Tuesday 23 June 2015

Pins

15.10

I’m back.

I tried finding happiness elsewhere. I tried to discover the joy in my body. I tried to ignore my casing and concentrate on the contents. But I couldn’t do it.

I fell for someone, someone else’s. Their love died before we met, but I catalysed the decay. My soul tells me that he was built for me, and that I am moulded for him. We’ll call him Loki. He is mischief and disorder. Since I told him in December that I love him my heart has burned. We’ve kissed and I’ve waited and some days I am sure that if I’m good enough, if I’m patient enough, if I love him enough, he’ll come to me for good and I’ll keep him like a promise.

But finding something to love in my body hasn’t worked. When he touches me I recoil. I guess he thinks that I don’t want him to touch me, but that’s only because I feel so flabby. I like his hands, so why would I let him lose them in my flesh?

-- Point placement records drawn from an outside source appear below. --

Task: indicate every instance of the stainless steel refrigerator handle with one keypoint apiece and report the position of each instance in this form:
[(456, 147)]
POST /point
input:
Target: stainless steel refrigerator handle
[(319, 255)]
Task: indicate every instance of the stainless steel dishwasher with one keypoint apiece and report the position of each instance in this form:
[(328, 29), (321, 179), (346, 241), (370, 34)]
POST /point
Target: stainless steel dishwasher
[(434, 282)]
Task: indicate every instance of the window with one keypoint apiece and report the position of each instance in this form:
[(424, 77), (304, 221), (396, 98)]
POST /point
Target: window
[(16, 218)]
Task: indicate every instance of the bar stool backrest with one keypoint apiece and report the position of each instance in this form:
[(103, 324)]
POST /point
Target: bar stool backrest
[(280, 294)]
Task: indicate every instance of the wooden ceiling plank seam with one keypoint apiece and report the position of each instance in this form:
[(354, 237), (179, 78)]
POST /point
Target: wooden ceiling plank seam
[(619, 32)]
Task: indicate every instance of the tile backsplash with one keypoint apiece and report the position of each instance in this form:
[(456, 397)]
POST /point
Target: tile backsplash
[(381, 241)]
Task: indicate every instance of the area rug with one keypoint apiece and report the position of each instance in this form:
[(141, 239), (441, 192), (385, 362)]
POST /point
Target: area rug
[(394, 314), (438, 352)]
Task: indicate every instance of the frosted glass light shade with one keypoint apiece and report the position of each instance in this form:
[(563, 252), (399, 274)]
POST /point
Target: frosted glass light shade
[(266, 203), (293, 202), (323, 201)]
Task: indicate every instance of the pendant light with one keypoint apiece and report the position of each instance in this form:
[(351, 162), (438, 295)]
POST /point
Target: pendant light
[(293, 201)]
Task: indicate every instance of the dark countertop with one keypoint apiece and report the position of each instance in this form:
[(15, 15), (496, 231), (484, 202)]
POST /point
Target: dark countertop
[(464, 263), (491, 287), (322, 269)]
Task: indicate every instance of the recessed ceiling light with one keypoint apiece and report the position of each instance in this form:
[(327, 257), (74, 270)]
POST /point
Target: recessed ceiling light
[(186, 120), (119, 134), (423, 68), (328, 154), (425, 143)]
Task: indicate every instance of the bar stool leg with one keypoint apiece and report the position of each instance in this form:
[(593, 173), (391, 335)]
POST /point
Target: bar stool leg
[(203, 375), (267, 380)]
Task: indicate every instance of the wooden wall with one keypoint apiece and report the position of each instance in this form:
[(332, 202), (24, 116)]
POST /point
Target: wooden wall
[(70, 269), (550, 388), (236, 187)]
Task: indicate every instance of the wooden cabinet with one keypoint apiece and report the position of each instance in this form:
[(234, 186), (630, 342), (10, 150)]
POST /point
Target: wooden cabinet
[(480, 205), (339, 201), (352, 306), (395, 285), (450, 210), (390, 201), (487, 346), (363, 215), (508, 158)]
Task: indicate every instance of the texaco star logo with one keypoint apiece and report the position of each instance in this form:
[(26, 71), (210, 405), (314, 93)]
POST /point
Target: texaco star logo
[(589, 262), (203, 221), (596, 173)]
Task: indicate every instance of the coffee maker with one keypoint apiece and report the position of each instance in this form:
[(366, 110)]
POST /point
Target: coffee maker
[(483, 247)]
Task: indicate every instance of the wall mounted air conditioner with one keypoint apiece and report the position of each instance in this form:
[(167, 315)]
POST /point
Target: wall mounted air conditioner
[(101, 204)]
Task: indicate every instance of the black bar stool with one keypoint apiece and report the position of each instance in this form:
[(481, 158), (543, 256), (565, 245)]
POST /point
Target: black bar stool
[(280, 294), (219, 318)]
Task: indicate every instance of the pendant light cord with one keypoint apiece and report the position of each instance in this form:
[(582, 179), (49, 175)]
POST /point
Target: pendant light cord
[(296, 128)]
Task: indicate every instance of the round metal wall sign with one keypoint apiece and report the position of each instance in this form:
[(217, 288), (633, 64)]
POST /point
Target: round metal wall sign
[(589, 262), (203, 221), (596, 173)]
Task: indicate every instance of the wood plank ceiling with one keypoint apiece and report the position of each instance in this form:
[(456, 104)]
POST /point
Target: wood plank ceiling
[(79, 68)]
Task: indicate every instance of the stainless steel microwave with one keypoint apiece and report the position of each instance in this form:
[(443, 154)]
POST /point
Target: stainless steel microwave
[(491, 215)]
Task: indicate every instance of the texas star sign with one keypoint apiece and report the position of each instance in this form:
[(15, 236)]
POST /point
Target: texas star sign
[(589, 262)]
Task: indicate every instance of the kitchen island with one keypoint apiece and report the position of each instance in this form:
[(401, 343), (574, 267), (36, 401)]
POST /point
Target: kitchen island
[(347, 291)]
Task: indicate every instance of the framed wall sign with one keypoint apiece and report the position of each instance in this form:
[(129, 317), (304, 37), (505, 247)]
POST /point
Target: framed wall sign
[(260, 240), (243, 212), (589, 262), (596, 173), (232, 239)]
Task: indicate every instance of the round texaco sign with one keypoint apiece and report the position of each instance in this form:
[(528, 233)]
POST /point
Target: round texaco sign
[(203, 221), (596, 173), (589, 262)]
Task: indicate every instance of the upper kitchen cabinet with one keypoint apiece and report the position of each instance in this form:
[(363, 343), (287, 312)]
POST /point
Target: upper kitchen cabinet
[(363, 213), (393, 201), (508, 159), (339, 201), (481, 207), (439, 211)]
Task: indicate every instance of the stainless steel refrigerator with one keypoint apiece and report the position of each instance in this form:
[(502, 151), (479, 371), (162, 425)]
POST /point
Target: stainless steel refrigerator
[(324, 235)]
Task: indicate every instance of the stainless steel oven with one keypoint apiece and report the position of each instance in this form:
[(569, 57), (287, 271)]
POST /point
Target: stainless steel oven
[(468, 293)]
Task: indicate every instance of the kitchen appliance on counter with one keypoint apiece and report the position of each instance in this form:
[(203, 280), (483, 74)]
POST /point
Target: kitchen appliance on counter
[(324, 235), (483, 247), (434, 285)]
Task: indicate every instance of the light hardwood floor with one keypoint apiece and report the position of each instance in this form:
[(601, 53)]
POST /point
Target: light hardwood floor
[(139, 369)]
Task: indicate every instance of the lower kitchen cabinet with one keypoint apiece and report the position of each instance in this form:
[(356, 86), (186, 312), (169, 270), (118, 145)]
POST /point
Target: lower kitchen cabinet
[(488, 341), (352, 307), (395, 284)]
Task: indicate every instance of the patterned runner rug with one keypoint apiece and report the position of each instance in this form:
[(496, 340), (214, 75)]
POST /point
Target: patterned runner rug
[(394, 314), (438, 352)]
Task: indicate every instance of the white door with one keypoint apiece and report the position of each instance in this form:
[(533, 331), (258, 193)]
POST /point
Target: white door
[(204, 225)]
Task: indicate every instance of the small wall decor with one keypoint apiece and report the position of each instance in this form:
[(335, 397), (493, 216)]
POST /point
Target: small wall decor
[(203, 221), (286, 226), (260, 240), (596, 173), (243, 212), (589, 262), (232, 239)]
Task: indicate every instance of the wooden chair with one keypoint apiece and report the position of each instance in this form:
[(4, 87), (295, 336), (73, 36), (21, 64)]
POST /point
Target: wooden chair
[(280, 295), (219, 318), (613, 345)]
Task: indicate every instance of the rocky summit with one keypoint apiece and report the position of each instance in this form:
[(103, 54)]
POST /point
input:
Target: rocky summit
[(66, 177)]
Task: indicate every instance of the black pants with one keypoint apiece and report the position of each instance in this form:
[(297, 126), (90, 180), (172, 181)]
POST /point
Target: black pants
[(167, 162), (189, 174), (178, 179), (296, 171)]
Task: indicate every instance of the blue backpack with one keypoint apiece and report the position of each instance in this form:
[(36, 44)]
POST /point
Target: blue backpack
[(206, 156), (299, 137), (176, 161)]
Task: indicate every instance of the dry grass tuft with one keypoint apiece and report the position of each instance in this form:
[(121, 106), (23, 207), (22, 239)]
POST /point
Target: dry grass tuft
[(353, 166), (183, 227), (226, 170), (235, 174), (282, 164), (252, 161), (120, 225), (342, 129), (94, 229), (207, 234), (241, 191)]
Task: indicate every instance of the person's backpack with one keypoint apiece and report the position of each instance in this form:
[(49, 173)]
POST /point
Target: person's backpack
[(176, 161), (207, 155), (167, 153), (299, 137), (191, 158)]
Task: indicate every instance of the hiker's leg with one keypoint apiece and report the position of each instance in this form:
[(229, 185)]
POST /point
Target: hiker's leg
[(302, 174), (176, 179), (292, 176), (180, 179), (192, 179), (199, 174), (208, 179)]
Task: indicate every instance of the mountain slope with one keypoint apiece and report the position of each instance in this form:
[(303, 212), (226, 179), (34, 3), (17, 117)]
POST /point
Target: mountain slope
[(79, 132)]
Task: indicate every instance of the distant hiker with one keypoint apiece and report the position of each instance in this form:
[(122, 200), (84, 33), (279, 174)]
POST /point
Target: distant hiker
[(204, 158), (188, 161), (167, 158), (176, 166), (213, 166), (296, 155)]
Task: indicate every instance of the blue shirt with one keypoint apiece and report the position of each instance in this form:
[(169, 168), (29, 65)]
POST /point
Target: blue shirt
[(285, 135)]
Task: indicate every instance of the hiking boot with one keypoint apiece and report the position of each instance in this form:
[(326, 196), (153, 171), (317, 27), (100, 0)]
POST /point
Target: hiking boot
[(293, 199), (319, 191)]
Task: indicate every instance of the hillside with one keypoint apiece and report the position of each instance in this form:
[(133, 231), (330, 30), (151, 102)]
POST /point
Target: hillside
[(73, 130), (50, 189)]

My whole carcass is like quicksand.

I found four dresses.

They don’t fit me yet but they will.

I have to lose six inches off my bust and another six off my waist to fit them.

I will.


I need to stay away from love for just a little while. I need to send the fire to my muscles and my guts and hope the flames make a furnace there the way they have in my heart. 

1 comment:

  1. Hey there lung buddy ;) It's been a while!

    ED-head makes relationship stuff difficult, and vice versa. God knows it isn't easy. I've sworn off relationships until my head's in a better place (until I meet someone - then I'm a giddy daydreaming schoolgirl again). But I have to say that he obviously sees something in you that he cares for. He touches you because he wants to touch you. You are worth it, never doubt that.